На другой день: «Еду на свидание в Бутырскую тюрьму… в трамвай влезть невозможно… толпа втискивается молча, жестоко… Рядом со мной два солдата, оба бородатые, но не старые — они тоже пока еще не влезли. Прошу их: „Товарищи, помогите влезть, а то я очень спешу“. Они смеются: „Все спешат, не ты одна!“ — „Да мне на свидание, в тюрьму, там отец, а у меня пропуск пропадет“. — „Вот ты бы так и сказала, это дело другое“. Подходит опять трамвай, один из них подхватывает меня за талию, другой работает кулаками, и мы трое вносимся, будто по воздуху, в трамвай. Дальше я опять прошу их помочь мне выйти, они охотно всех расталкивают, спускают меня на тротуар и навеки исчезают из моей жизни в дребезжащем вагоне».
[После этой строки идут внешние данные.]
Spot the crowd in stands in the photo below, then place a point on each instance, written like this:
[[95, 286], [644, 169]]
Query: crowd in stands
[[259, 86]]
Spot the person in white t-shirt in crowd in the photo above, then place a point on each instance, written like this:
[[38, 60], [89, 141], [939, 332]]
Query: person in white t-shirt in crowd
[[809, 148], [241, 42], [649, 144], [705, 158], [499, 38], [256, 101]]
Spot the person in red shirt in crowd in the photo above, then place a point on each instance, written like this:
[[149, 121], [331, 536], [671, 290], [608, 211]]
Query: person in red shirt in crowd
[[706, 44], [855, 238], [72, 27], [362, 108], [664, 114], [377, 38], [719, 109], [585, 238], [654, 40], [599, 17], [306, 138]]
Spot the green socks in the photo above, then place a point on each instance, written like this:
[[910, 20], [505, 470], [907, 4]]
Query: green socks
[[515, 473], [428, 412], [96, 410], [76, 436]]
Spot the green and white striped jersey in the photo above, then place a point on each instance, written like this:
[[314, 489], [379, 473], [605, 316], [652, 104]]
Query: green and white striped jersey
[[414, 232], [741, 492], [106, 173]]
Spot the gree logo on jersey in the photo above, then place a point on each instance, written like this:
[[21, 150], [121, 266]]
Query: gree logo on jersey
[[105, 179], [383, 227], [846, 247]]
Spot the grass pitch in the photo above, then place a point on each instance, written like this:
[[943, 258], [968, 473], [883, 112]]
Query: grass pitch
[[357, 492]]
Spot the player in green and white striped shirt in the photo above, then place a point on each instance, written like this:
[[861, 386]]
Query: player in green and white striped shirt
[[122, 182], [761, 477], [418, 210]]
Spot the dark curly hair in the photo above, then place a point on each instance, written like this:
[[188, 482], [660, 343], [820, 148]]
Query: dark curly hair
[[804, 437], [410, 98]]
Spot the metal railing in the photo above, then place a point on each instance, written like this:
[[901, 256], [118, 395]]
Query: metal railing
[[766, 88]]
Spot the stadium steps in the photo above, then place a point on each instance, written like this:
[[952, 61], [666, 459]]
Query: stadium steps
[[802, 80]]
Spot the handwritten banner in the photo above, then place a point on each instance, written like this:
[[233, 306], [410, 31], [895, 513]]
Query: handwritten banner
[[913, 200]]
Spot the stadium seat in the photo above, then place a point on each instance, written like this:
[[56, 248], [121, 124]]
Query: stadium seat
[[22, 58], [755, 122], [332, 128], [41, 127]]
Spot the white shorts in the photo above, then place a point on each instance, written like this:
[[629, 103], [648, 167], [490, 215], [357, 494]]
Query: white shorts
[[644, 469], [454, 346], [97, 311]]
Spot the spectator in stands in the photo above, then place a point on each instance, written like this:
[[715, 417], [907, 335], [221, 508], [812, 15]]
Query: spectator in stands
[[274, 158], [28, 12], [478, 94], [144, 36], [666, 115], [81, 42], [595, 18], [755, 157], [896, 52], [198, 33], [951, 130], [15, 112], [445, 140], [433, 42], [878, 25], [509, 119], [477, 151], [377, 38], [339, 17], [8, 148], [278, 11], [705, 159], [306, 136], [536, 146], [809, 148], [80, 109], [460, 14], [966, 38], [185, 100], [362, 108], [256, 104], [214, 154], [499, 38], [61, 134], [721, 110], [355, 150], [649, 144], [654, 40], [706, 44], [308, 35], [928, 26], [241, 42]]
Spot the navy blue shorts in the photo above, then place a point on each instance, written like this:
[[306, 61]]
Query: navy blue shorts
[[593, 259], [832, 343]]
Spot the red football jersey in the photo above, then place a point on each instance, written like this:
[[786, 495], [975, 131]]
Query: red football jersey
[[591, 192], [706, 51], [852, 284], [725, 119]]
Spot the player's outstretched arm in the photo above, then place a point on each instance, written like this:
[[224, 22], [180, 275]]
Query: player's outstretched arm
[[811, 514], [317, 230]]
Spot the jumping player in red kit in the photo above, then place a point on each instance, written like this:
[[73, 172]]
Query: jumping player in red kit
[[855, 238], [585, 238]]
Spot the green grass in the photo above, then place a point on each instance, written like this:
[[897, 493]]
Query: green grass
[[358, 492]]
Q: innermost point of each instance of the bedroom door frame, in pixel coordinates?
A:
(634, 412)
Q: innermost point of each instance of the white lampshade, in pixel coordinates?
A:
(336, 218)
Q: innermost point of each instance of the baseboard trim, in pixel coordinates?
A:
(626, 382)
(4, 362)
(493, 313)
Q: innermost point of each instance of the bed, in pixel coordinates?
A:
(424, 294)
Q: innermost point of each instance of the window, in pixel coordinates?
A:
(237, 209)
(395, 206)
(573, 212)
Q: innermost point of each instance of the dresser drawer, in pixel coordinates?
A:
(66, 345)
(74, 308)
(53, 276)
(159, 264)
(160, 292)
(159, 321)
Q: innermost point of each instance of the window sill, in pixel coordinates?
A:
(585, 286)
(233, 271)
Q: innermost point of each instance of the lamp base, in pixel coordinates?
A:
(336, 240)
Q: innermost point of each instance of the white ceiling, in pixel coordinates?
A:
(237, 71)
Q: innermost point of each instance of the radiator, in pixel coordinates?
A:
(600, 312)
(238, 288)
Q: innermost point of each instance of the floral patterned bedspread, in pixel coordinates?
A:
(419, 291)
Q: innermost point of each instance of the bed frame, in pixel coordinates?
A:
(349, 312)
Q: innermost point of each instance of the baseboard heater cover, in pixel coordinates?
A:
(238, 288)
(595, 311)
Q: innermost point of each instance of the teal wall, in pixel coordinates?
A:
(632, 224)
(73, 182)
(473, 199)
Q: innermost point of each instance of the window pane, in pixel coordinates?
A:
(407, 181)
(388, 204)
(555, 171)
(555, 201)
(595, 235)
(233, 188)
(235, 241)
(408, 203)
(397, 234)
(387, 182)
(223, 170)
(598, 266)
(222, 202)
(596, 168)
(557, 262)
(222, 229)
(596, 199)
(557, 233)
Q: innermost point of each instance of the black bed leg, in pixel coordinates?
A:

Как много информации может заключать в себе одна мимолетная фраза! «Отношение к русскому правосудию как к самому справедливому и честному в мире еще твердо держалось; не сразу можно было осознать, что все коренным образом изменилось [в 1918 году], и такое замечательное учреждение, как русский суд, — тоже». Это драгоценное напоминание о ясной и непоколебимой уверенности людей ушедшей России в своем суде — уверенности, которая не свалилась с неба, а покоилась на всем их жизненном опыте. Увы, еще 15 декабря 1917 года главный из красных бесов одним росчерком пера отменил весь Свод законов Российской империи. Сегодня мало кто осознает, что этот акт — один из самых разрушительных и страшных даже на фоне остальных преступлений коммунизма. Последствия этого акта будут сказываться, вероятно, и весь следующий век. Нынешняя Дума бьется в конвульсиях, заново (и неудачно) изобретая земельное, лесное, водное залоговое, вексельное, наследственное, переселенческое, национально-административное и десятки других видов законодательств, тогда как другие страны пользуются сводами своих законов двух- и трехвековой давности, понемногу их обновляя.